TO THE END OF AMAZONIA

To do so, they set out to study the few tribes that still lack electricity today: the Hadza in Tanzania, the San in Namibia and the Tsimane in the Amazon rainforest.

They don’t go to bed with the sun.

On the contrary, they gather around the fire and in the moonlight (when there is any). They eat, tell stories, sing, dance.

It is only after an average of three and a quarter hours that they finally fall asleep when the night is well advanced.

They do get up at sunrise, on average 7h45 later. But in the meantime, they spend about 1 hour and 20 minutes awake, to accomplish various tasks, such as manning watchtowers, keeping wild beasts away, keeping the fire going.

So in all, they only get 6:25 hours of actual sleep.

They therefore sleep less than the inhabitants of industrialized countries who have, on average, between 7h and 7h30 of sleep. 

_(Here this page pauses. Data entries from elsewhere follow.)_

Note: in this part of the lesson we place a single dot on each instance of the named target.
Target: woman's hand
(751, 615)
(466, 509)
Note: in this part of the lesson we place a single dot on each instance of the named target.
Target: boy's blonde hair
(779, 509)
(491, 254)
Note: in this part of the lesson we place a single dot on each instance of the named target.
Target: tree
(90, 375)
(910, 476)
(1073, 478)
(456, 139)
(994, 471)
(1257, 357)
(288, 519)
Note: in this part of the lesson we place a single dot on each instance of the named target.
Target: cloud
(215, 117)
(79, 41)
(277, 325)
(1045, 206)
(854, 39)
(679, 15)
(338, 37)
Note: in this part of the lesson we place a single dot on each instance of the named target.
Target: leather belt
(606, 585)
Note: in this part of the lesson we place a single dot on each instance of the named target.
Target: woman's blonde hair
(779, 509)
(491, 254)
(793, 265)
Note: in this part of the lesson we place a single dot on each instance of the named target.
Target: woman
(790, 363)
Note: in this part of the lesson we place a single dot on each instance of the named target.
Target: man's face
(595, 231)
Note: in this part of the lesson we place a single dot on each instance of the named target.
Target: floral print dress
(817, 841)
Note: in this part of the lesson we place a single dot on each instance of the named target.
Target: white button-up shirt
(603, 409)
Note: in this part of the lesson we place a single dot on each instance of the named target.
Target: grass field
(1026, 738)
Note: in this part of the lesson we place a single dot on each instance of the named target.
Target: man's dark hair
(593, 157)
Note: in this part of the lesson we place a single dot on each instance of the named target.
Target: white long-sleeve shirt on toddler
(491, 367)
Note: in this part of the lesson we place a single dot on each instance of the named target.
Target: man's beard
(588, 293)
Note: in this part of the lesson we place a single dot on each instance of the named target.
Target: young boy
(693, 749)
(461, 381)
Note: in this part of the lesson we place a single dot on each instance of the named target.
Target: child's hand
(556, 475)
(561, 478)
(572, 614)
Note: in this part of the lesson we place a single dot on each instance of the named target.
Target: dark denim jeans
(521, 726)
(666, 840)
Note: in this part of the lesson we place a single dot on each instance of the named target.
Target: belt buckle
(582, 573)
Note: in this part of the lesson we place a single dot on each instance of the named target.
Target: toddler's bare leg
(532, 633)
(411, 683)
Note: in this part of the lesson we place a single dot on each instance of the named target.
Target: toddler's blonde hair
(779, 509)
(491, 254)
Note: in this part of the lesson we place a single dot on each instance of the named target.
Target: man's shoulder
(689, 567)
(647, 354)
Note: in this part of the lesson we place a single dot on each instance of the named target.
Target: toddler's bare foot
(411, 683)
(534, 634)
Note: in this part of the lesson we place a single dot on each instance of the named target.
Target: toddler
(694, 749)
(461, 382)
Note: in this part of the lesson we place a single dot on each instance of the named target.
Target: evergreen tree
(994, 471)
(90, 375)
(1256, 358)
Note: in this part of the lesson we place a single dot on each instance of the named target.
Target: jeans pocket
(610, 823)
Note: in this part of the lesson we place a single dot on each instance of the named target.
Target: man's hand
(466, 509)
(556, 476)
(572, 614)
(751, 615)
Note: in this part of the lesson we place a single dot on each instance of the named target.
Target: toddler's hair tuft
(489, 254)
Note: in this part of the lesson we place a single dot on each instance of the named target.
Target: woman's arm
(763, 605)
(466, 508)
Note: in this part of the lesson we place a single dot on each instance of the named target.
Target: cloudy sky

BODY TEMPERATURE FLUCTUATES WITH THE SUN CYCLE

Another discovery of these researchers during this study is that the natural rhythm of sleep is dictated by the temperature of the body. The men of these tribes fall asleep when their body temperature drops.

This is because the temperature in the center of the human body fluctuates in a 24-hour cycle.

Since we are a diurnal species, that is, a species that naturally lives during the day and sleeps at night, this temperature cycle tends to synchronize with the sun cycle.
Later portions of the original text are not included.